Quiz Entry - updated: 2026.06.20
How do you read, use, and delete variables in Bash?
Read a variable by prefixing $` (`$name); use ${name} braces to mark its boundary; remove it entirely with unset name.
Assignment uses the bare name (name=...), but reading always needs the $` to trigger expansion. The braces in `${name} matter when the variable name would otherwise run into following text — bash greedily grabs as many valid name characters as it can, so $namelolo` looks for a variable called `namelolo`. `${name}lolo draws a clear boundary.
name="World"
echo "Hello $name" # Hello World
echo "${name}lolo" # Worldlolo (braces fix the boundary)
echo "$namelolo" # (empty — wrong variable!)

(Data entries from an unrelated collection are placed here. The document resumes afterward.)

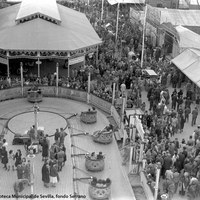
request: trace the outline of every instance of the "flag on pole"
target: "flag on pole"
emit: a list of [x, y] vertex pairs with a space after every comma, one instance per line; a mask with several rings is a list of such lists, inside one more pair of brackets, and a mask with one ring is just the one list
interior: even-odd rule
[[108, 3], [110, 5], [114, 5], [114, 4], [117, 4], [117, 3], [133, 3], [133, 4], [144, 4], [145, 3], [145, 0], [108, 0]]
[[135, 10], [134, 8], [130, 8], [129, 16], [132, 23], [138, 23], [141, 20], [141, 12]]

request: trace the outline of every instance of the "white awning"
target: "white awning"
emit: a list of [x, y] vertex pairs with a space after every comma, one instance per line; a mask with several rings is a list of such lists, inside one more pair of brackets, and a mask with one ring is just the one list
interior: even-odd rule
[[200, 87], [200, 50], [186, 49], [174, 58], [172, 63]]

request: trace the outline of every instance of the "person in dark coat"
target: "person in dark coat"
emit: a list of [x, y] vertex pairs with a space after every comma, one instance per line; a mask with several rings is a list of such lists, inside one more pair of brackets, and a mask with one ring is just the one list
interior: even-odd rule
[[60, 128], [60, 146], [64, 144], [66, 136], [67, 133], [64, 131], [63, 128]]
[[52, 187], [56, 187], [56, 184], [59, 181], [59, 175], [58, 175], [58, 165], [56, 162], [52, 162], [50, 165], [50, 183]]
[[165, 172], [169, 170], [171, 166], [172, 166], [172, 158], [170, 154], [168, 153], [163, 161], [163, 176], [165, 176]]
[[15, 167], [17, 167], [20, 163], [22, 163], [22, 152], [20, 149], [17, 150], [14, 159], [15, 159]]
[[185, 117], [183, 115], [180, 115], [180, 133], [183, 132], [184, 124], [185, 124]]
[[6, 147], [2, 147], [2, 164], [4, 164], [4, 169], [7, 170], [7, 164], [8, 164], [8, 152], [6, 151]]
[[50, 168], [48, 162], [44, 163], [42, 166], [42, 181], [44, 186], [48, 188], [50, 183]]
[[22, 166], [22, 162], [17, 165], [17, 178], [22, 179], [24, 175], [24, 167]]
[[60, 132], [59, 132], [59, 129], [57, 128], [54, 134], [55, 143], [59, 142], [59, 138], [60, 138]]
[[49, 143], [46, 137], [44, 137], [44, 140], [42, 141], [41, 145], [42, 145], [42, 160], [44, 161], [49, 156]]

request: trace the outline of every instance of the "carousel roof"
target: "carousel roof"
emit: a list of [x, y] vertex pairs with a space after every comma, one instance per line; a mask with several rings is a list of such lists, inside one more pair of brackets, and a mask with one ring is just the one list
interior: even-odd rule
[[[26, 1], [26, 4], [22, 2], [0, 10], [0, 49], [74, 51], [101, 43], [85, 14], [60, 4], [55, 7], [55, 0], [32, 0], [43, 3], [49, 1], [53, 5], [51, 8], [45, 8], [43, 4], [42, 7], [35, 6], [32, 10], [29, 7], [32, 5], [29, 3], [31, 0], [24, 0]], [[46, 6], [49, 6], [49, 3]], [[25, 5], [28, 7], [25, 8]], [[30, 17], [31, 13], [40, 14]], [[16, 23], [16, 20], [22, 18], [26, 20]]]

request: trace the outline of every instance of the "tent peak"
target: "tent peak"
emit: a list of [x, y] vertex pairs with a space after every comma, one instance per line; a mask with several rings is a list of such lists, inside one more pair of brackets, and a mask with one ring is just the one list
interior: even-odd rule
[[56, 0], [23, 0], [15, 21], [21, 23], [35, 18], [60, 24], [61, 18]]

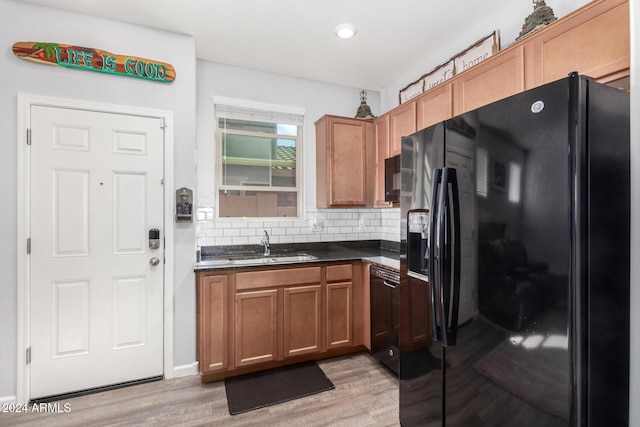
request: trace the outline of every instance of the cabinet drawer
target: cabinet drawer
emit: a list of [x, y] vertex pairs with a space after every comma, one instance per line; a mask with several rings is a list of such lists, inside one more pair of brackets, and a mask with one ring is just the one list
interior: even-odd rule
[[320, 282], [320, 267], [246, 271], [236, 274], [236, 290]]
[[352, 277], [353, 267], [351, 264], [327, 266], [327, 282], [336, 282], [338, 280], [350, 281]]

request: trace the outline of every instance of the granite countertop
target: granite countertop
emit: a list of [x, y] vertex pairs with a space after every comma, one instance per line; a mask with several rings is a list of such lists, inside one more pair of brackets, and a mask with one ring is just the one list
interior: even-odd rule
[[[310, 255], [309, 259], [301, 255]], [[241, 261], [232, 261], [240, 259]], [[395, 270], [400, 269], [399, 244], [386, 241], [357, 241], [331, 243], [301, 243], [271, 245], [271, 256], [262, 256], [256, 245], [212, 246], [201, 248], [195, 271], [270, 267], [290, 264], [309, 264], [334, 261], [362, 260]]]

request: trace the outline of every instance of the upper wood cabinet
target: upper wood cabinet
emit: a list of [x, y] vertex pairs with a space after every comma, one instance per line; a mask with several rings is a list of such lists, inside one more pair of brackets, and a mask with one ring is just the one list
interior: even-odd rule
[[316, 205], [373, 204], [372, 121], [325, 115], [316, 122]]
[[524, 47], [519, 46], [460, 74], [455, 81], [454, 115], [522, 92], [524, 69]]
[[566, 77], [572, 71], [603, 82], [629, 74], [629, 2], [593, 3], [530, 40], [534, 86]]
[[384, 161], [391, 157], [389, 149], [389, 115], [378, 117], [373, 122], [376, 138], [376, 157], [373, 171], [373, 206], [389, 207], [390, 203], [384, 200]]
[[[412, 131], [573, 71], [608, 83], [629, 75], [629, 67], [628, 0], [595, 0], [399, 105], [376, 119], [376, 125], [384, 126], [388, 117], [392, 156], [400, 152], [400, 138]], [[377, 142], [383, 144], [379, 133]]]
[[409, 101], [389, 112], [389, 154], [400, 154], [402, 137], [411, 135], [416, 127], [416, 103]]
[[416, 127], [428, 126], [453, 116], [453, 84], [442, 83], [415, 100]]
[[407, 102], [374, 121], [376, 147], [373, 171], [374, 207], [392, 206], [391, 203], [384, 200], [385, 159], [399, 155], [402, 137], [411, 135], [418, 129], [416, 126], [416, 111], [417, 104], [415, 102]]

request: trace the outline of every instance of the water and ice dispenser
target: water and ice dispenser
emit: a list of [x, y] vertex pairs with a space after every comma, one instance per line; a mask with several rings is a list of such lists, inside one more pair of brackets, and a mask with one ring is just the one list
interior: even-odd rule
[[407, 213], [407, 274], [427, 280], [429, 265], [429, 209], [412, 209]]

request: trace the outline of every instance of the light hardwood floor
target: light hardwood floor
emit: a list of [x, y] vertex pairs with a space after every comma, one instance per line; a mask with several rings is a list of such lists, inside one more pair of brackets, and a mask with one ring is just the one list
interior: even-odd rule
[[67, 413], [0, 413], [0, 426], [399, 426], [398, 379], [367, 353], [318, 362], [334, 390], [229, 415], [224, 381], [157, 381], [57, 402]]

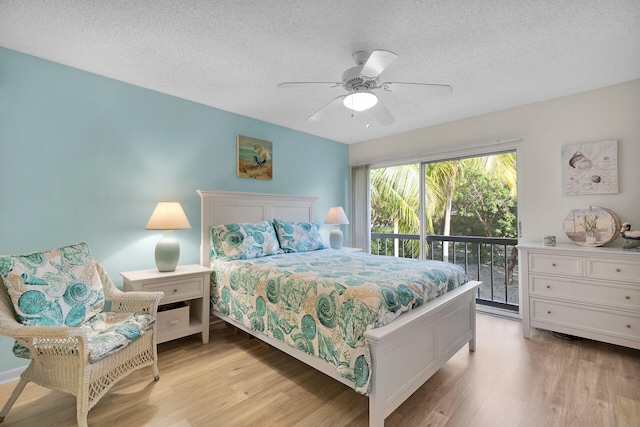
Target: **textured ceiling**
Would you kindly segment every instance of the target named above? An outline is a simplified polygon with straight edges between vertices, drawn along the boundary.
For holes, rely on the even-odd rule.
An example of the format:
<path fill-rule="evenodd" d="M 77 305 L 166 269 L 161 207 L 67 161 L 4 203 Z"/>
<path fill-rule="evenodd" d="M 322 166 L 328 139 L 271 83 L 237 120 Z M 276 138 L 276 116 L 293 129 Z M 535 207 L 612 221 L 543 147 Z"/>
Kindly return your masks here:
<path fill-rule="evenodd" d="M 640 0 L 0 0 L 0 46 L 353 143 L 638 79 Z M 373 49 L 398 55 L 382 80 L 453 94 L 382 93 L 380 126 L 306 120 L 341 88 L 276 87 Z"/>

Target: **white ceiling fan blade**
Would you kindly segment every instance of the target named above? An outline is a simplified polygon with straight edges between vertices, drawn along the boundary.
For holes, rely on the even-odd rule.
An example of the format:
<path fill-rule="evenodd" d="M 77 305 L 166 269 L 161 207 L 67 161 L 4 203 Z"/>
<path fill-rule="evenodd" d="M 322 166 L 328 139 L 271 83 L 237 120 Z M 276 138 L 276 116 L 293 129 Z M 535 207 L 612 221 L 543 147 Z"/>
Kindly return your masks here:
<path fill-rule="evenodd" d="M 371 107 L 368 112 L 380 123 L 382 126 L 388 126 L 393 124 L 396 119 L 393 117 L 389 109 L 384 105 L 382 99 L 378 97 L 378 103 Z"/>
<path fill-rule="evenodd" d="M 342 86 L 340 82 L 283 82 L 278 84 L 278 87 L 289 89 L 289 88 L 299 88 L 301 86 L 316 86 L 316 87 L 339 87 Z"/>
<path fill-rule="evenodd" d="M 360 75 L 375 79 L 391 64 L 398 55 L 388 50 L 374 50 L 362 67 Z"/>
<path fill-rule="evenodd" d="M 385 82 L 380 88 L 386 92 L 419 92 L 423 96 L 436 97 L 447 96 L 453 92 L 453 88 L 449 85 L 439 85 L 430 83 L 405 83 L 405 82 Z"/>
<path fill-rule="evenodd" d="M 346 97 L 347 95 L 340 95 L 336 98 L 333 98 L 331 101 L 327 102 L 326 104 L 324 104 L 322 107 L 320 107 L 320 109 L 318 111 L 316 111 L 315 113 L 313 113 L 312 115 L 310 115 L 309 117 L 307 117 L 307 120 L 312 121 L 312 122 L 317 122 L 318 120 L 320 120 L 322 118 L 322 116 L 324 116 L 324 112 L 327 111 L 327 109 L 333 105 L 333 104 L 337 104 L 337 103 L 342 103 L 342 100 Z"/>

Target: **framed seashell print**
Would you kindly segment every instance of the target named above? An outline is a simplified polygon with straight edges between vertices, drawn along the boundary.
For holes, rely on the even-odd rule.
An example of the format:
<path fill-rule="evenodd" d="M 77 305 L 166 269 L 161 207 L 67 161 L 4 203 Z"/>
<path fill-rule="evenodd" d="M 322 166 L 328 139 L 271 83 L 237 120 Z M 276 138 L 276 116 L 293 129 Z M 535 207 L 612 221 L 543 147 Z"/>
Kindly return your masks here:
<path fill-rule="evenodd" d="M 618 141 L 562 147 L 562 194 L 618 193 Z"/>
<path fill-rule="evenodd" d="M 564 218 L 564 232 L 580 246 L 604 246 L 613 242 L 622 229 L 620 217 L 607 208 L 589 206 L 572 209 Z"/>

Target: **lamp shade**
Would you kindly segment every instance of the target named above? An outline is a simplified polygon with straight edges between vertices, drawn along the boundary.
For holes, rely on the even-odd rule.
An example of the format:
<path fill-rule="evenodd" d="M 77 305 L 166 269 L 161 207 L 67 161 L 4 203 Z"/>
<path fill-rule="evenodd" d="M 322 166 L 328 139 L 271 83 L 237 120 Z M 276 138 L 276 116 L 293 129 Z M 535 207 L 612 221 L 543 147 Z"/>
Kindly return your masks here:
<path fill-rule="evenodd" d="M 333 206 L 329 209 L 327 218 L 324 220 L 325 224 L 349 224 L 347 215 L 344 213 L 342 206 Z"/>
<path fill-rule="evenodd" d="M 149 218 L 146 230 L 187 230 L 189 220 L 179 202 L 159 202 Z"/>
<path fill-rule="evenodd" d="M 364 111 L 378 103 L 378 97 L 371 92 L 354 92 L 342 101 L 345 107 L 354 111 Z"/>

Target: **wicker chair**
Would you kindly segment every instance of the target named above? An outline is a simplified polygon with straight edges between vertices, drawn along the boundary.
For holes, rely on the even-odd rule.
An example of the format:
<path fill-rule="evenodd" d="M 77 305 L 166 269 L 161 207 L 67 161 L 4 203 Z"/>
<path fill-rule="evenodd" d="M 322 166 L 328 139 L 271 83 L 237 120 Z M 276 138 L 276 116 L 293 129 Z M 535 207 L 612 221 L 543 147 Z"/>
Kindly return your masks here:
<path fill-rule="evenodd" d="M 96 263 L 96 269 L 105 301 L 111 302 L 112 312 L 146 312 L 156 317 L 162 292 L 122 292 L 102 266 Z M 16 319 L 15 309 L 0 276 L 0 334 L 12 337 L 31 354 L 29 366 L 0 411 L 0 422 L 30 381 L 76 396 L 78 425 L 86 426 L 89 410 L 126 375 L 151 366 L 154 379 L 160 378 L 155 325 L 126 347 L 91 363 L 87 337 L 80 328 L 24 326 Z"/>

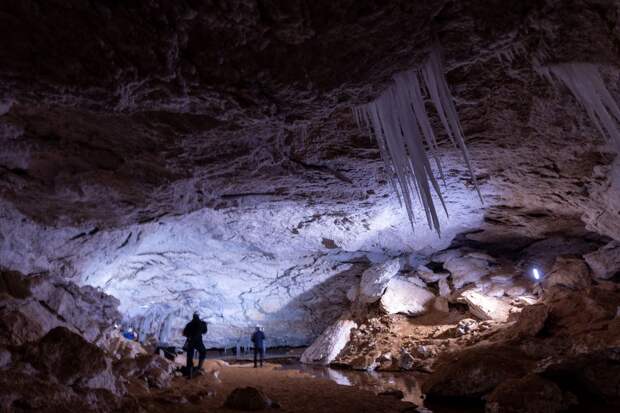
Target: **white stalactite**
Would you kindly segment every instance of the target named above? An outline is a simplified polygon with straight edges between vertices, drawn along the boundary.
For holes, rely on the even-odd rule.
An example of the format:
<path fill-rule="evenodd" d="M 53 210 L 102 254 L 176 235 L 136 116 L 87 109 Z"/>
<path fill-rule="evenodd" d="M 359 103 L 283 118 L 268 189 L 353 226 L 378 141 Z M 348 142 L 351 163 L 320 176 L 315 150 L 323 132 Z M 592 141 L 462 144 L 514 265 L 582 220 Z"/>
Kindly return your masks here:
<path fill-rule="evenodd" d="M 563 63 L 538 67 L 538 72 L 555 84 L 564 84 L 585 108 L 601 135 L 620 149 L 620 108 L 609 93 L 598 67 L 591 63 Z"/>
<path fill-rule="evenodd" d="M 396 74 L 391 87 L 376 100 L 355 107 L 353 115 L 358 126 L 367 126 L 369 134 L 376 138 L 386 172 L 401 205 L 405 205 L 411 225 L 415 224 L 414 201 L 417 198 L 429 227 L 440 234 L 436 199 L 446 215 L 448 211 L 427 155 L 428 151 L 444 179 L 437 139 L 426 111 L 426 98 L 435 106 L 448 137 L 462 151 L 471 172 L 463 130 L 437 49 L 422 68 Z"/>

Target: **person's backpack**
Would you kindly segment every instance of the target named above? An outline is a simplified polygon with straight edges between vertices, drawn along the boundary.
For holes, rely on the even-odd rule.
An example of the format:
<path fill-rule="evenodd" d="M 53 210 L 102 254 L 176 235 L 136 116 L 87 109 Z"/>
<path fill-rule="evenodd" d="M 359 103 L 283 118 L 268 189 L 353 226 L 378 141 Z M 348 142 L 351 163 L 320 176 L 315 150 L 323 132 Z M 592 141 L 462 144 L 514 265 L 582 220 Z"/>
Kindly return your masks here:
<path fill-rule="evenodd" d="M 205 323 L 204 321 L 200 322 L 200 332 L 202 334 L 206 334 L 207 333 L 207 323 Z"/>
<path fill-rule="evenodd" d="M 190 323 L 185 324 L 185 328 L 183 329 L 183 337 L 189 338 L 189 335 L 190 335 L 190 333 L 189 333 L 189 325 L 190 325 Z"/>

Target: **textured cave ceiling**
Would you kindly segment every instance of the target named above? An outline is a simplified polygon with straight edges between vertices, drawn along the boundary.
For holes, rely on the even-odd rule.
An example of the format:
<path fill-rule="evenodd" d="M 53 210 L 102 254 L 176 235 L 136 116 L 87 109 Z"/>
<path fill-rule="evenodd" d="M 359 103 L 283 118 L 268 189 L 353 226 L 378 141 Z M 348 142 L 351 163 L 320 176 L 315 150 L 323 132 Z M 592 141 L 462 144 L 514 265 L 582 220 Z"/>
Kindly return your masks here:
<path fill-rule="evenodd" d="M 619 97 L 619 4 L 5 2 L 0 265 L 100 286 L 156 330 L 198 307 L 222 337 L 277 320 L 305 343 L 368 261 L 620 239 L 614 151 L 532 64 L 596 63 Z M 441 239 L 412 232 L 351 114 L 437 42 L 484 196 L 440 137 Z"/>

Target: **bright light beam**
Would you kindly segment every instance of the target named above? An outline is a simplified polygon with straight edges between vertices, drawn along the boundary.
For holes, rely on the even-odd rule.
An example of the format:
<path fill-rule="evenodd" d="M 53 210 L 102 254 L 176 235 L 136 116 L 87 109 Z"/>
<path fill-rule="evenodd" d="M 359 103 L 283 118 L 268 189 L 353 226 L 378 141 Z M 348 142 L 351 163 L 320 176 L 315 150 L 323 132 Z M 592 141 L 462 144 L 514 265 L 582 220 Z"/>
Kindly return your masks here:
<path fill-rule="evenodd" d="M 534 274 L 534 279 L 535 280 L 540 280 L 540 272 L 538 272 L 538 268 L 534 268 L 532 270 L 532 274 Z"/>

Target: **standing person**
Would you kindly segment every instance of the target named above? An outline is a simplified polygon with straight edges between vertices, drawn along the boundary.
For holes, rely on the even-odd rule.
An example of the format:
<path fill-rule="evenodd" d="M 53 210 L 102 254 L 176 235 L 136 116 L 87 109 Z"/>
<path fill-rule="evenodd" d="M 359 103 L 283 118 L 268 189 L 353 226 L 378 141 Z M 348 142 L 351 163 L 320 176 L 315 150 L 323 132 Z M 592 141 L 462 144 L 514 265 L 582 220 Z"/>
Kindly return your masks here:
<path fill-rule="evenodd" d="M 202 335 L 207 333 L 207 323 L 200 319 L 198 312 L 194 312 L 192 321 L 185 325 L 183 329 L 183 335 L 187 337 L 186 350 L 187 350 L 187 376 L 192 377 L 194 373 L 194 351 L 198 351 L 198 368 L 202 368 L 202 363 L 207 355 L 207 349 L 202 342 Z"/>
<path fill-rule="evenodd" d="M 252 343 L 254 343 L 254 368 L 256 368 L 256 358 L 260 355 L 260 366 L 263 367 L 263 359 L 265 358 L 265 333 L 261 331 L 260 326 L 256 326 L 254 334 L 252 334 Z"/>

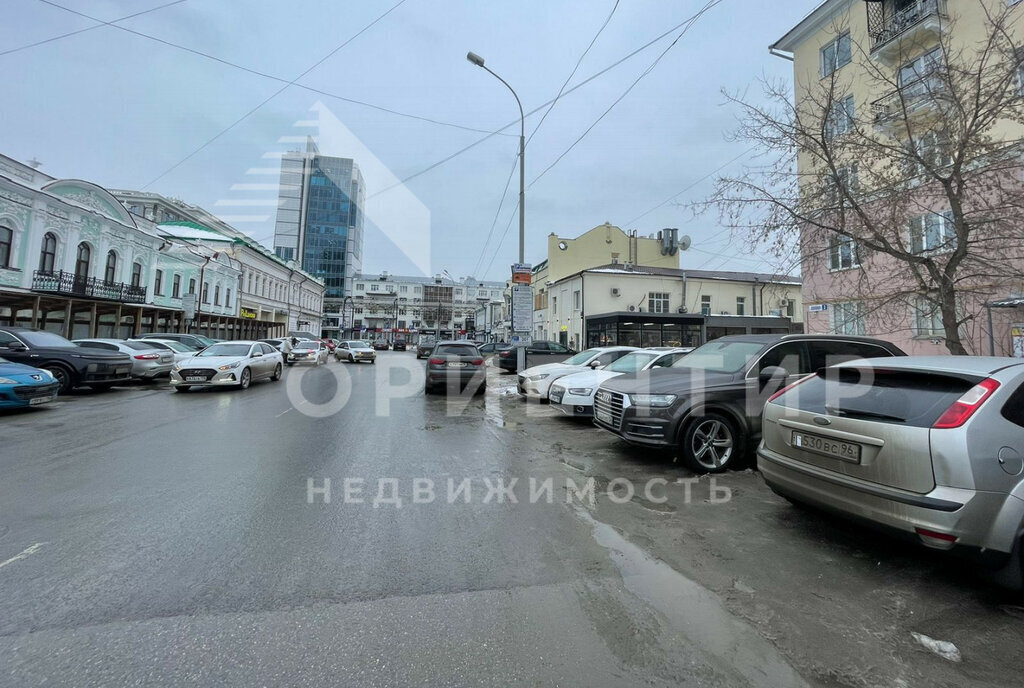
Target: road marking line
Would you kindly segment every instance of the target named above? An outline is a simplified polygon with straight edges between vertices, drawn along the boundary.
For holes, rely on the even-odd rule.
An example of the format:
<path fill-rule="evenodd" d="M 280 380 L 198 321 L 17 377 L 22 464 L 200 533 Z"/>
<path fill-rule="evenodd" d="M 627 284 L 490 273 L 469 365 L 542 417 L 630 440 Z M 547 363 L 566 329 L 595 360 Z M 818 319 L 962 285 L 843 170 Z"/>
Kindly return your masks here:
<path fill-rule="evenodd" d="M 276 416 L 274 416 L 274 418 L 280 418 L 281 416 L 283 416 L 284 414 L 288 413 L 289 411 L 291 411 L 291 409 L 285 409 L 284 411 L 281 411 L 281 413 L 279 413 Z"/>
<path fill-rule="evenodd" d="M 7 561 L 0 561 L 0 569 L 2 569 L 3 567 L 7 566 L 8 564 L 13 564 L 14 562 L 18 561 L 19 559 L 26 559 L 26 558 L 28 558 L 29 556 L 35 554 L 40 549 L 42 549 L 43 545 L 48 545 L 48 544 L 50 544 L 50 543 L 48 543 L 48 542 L 37 542 L 36 544 L 32 545 L 31 547 L 26 547 L 20 554 L 14 555 L 13 557 L 8 559 Z"/>

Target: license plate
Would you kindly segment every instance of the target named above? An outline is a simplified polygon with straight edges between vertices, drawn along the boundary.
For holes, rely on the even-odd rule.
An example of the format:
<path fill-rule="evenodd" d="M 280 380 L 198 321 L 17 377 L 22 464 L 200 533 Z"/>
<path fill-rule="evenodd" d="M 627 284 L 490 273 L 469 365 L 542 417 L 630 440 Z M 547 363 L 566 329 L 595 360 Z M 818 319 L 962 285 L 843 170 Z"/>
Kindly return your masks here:
<path fill-rule="evenodd" d="M 597 393 L 597 398 L 600 399 L 601 401 L 611 401 L 612 395 L 610 392 L 601 391 Z"/>
<path fill-rule="evenodd" d="M 840 461 L 860 463 L 860 445 L 853 442 L 833 440 L 803 432 L 793 433 L 793 446 L 814 454 L 821 454 Z"/>
<path fill-rule="evenodd" d="M 562 393 L 561 392 L 555 392 L 554 394 L 549 395 L 549 397 L 550 397 L 551 401 L 555 402 L 556 404 L 561 404 L 562 403 Z"/>
<path fill-rule="evenodd" d="M 612 414 L 607 411 L 596 410 L 594 411 L 594 417 L 602 423 L 608 423 L 609 425 L 612 424 Z"/>
<path fill-rule="evenodd" d="M 201 375 L 190 375 L 185 378 L 185 382 L 206 382 L 206 378 Z"/>
<path fill-rule="evenodd" d="M 462 361 L 453 361 L 453 362 L 448 364 L 448 367 L 449 368 L 465 368 L 466 364 L 463 363 Z"/>
<path fill-rule="evenodd" d="M 129 370 L 128 368 L 118 368 L 117 369 L 117 374 L 118 375 L 127 375 L 128 374 L 128 370 Z"/>
<path fill-rule="evenodd" d="M 50 401 L 53 401 L 53 397 L 35 397 L 33 399 L 28 400 L 28 405 L 38 406 L 39 404 L 45 404 Z"/>

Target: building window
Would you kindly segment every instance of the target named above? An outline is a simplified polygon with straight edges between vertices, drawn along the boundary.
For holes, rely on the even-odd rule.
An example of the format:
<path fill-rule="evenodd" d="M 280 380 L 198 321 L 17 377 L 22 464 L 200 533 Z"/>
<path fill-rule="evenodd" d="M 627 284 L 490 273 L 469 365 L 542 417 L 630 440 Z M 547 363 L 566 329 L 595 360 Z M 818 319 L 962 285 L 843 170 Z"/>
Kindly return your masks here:
<path fill-rule="evenodd" d="M 918 215 L 910 220 L 910 250 L 913 253 L 949 250 L 955 241 L 956 228 L 953 227 L 951 211 Z"/>
<path fill-rule="evenodd" d="M 142 286 L 142 263 L 132 263 L 132 286 Z"/>
<path fill-rule="evenodd" d="M 668 313 L 668 292 L 652 291 L 648 294 L 647 310 L 651 313 Z"/>
<path fill-rule="evenodd" d="M 171 298 L 181 298 L 181 275 L 175 275 L 171 279 Z"/>
<path fill-rule="evenodd" d="M 0 227 L 0 268 L 11 267 L 11 246 L 14 245 L 14 230 Z"/>
<path fill-rule="evenodd" d="M 92 258 L 92 249 L 84 241 L 78 245 L 78 254 L 75 257 L 75 277 L 85 279 L 89 276 L 89 261 Z"/>
<path fill-rule="evenodd" d="M 53 273 L 54 263 L 57 262 L 57 237 L 47 232 L 43 236 L 43 248 L 39 252 L 39 272 Z"/>
<path fill-rule="evenodd" d="M 164 271 L 157 270 L 153 275 L 153 293 L 157 296 L 164 295 Z"/>
<path fill-rule="evenodd" d="M 833 103 L 825 122 L 825 138 L 834 139 L 853 131 L 854 115 L 853 96 L 846 96 Z"/>
<path fill-rule="evenodd" d="M 401 285 L 400 287 L 398 287 L 398 291 L 401 292 L 402 294 L 408 293 L 409 285 L 408 284 Z"/>
<path fill-rule="evenodd" d="M 700 314 L 711 315 L 711 295 L 703 294 L 700 297 Z"/>
<path fill-rule="evenodd" d="M 117 280 L 117 254 L 107 251 L 107 266 L 103 271 L 103 281 L 113 284 Z"/>
<path fill-rule="evenodd" d="M 412 288 L 412 293 L 413 294 L 419 294 L 420 293 L 420 288 L 419 287 L 413 287 Z"/>
<path fill-rule="evenodd" d="M 376 283 L 371 284 L 370 285 L 370 291 L 380 291 L 380 285 L 376 284 Z"/>
<path fill-rule="evenodd" d="M 356 291 L 364 291 L 364 286 L 362 282 L 356 282 Z"/>
<path fill-rule="evenodd" d="M 195 279 L 190 279 L 188 281 L 188 293 L 189 294 L 195 294 L 196 293 L 196 281 L 195 281 Z"/>
<path fill-rule="evenodd" d="M 830 236 L 828 238 L 828 269 L 849 270 L 860 266 L 860 255 L 857 241 L 848 236 Z"/>
<path fill-rule="evenodd" d="M 831 308 L 832 331 L 835 334 L 864 335 L 867 333 L 862 301 L 833 303 Z"/>
<path fill-rule="evenodd" d="M 747 297 L 737 296 L 736 297 L 736 315 L 747 314 Z"/>
<path fill-rule="evenodd" d="M 219 306 L 220 305 L 220 285 L 219 284 L 214 286 L 214 288 L 213 288 L 213 305 L 214 306 Z"/>
<path fill-rule="evenodd" d="M 577 289 L 572 293 L 572 309 L 578 311 L 583 307 L 583 300 L 580 298 L 580 290 Z"/>
<path fill-rule="evenodd" d="M 203 282 L 203 303 L 210 303 L 210 285 Z"/>
<path fill-rule="evenodd" d="M 918 297 L 913 304 L 914 335 L 918 337 L 945 337 L 946 328 L 942 324 L 942 312 L 938 304 L 930 299 Z"/>
<path fill-rule="evenodd" d="M 904 98 L 925 96 L 941 88 L 942 84 L 934 79 L 934 74 L 941 68 L 941 48 L 933 48 L 900 67 L 900 90 Z"/>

unset name # delete it; $name is now empty
When to use ${var} syntax:
# Problem: variable boundary unclear
echo "$namelolo" # Looks for $namelolo (empty!)
# Solution: curly braces
echo "${name}lolo" # Output: Worldlolo
Deleting variables:
unset name
echo "$name" # Output: (empty)
Check if variable is set:
# Default value if unset
echo "${name:-default}"
# Assign default if unset
name="${name:-default}"
Tip: Always use "$var" (quoted) to prevent word splitting issues.